Foto di Stefano Furesi
Il documento termina con una serie di richieste che non sono suppliche, ma rivendicazione di diritti:
- Depatologizzazione reale;
- Una legge nazionale contro la trans*fobia;
- A scuola, Programmi inclusi, formazione dei docenti, spazi sicuri;
- A lavoro, norme contro la discriminazione, percorsi di inserimento e tutele nei luoghi di lavoro;
- Un diritto d’asilo che sia reale: protezione per chi fugge dalla violenza, non diffidenza e barriere;
- Che venga riconosciuta la storia delle identità trans*, non binarie e di genere non conforme, da secoli presenti in culture e tradizioni che l’Occidente ha tentato di Cancellare.
“Questa piazza – conclude il documento – non è un luogo fermo nel tempo: è una soglia, un impegno collettivo. Ricordiamo chi non c’è più, ma lo facciamo guardando avanti; accendiamo candele, non per piangere, ma per far luce; pronunciamo nomi non per chiudere una storia, ma per proteggere chi vive oggi” […] Perché ricordare è un atto politico. Vivere è un diritto.
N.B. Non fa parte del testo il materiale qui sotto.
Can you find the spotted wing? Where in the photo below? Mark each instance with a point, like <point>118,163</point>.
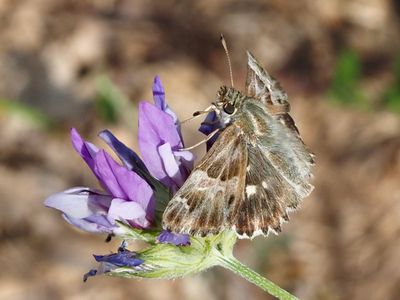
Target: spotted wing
<point>263,87</point>
<point>277,174</point>
<point>209,200</point>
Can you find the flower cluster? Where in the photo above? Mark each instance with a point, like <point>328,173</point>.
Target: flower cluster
<point>131,190</point>
<point>134,195</point>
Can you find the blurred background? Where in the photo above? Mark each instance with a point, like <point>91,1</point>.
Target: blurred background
<point>87,63</point>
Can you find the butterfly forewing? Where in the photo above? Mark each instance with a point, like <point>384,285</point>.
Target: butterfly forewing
<point>257,170</point>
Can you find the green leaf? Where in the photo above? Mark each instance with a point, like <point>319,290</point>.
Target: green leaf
<point>345,87</point>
E la lotta è l’eredità che non abbandoneremo”.
Dopo la lettura del Manifesto politico, è stata data la possibilità ai rappresentanti delle associazioni aderenti di prendere la parola. Gli interventi, tutti altamente qualificati, hanno contribuito a rendere questa manifestazione un momento importante di conoscenza della realtà, d’impegno contro ogni forma di discriminazione e di affermazione dei diritti fondamentale di ogni persona.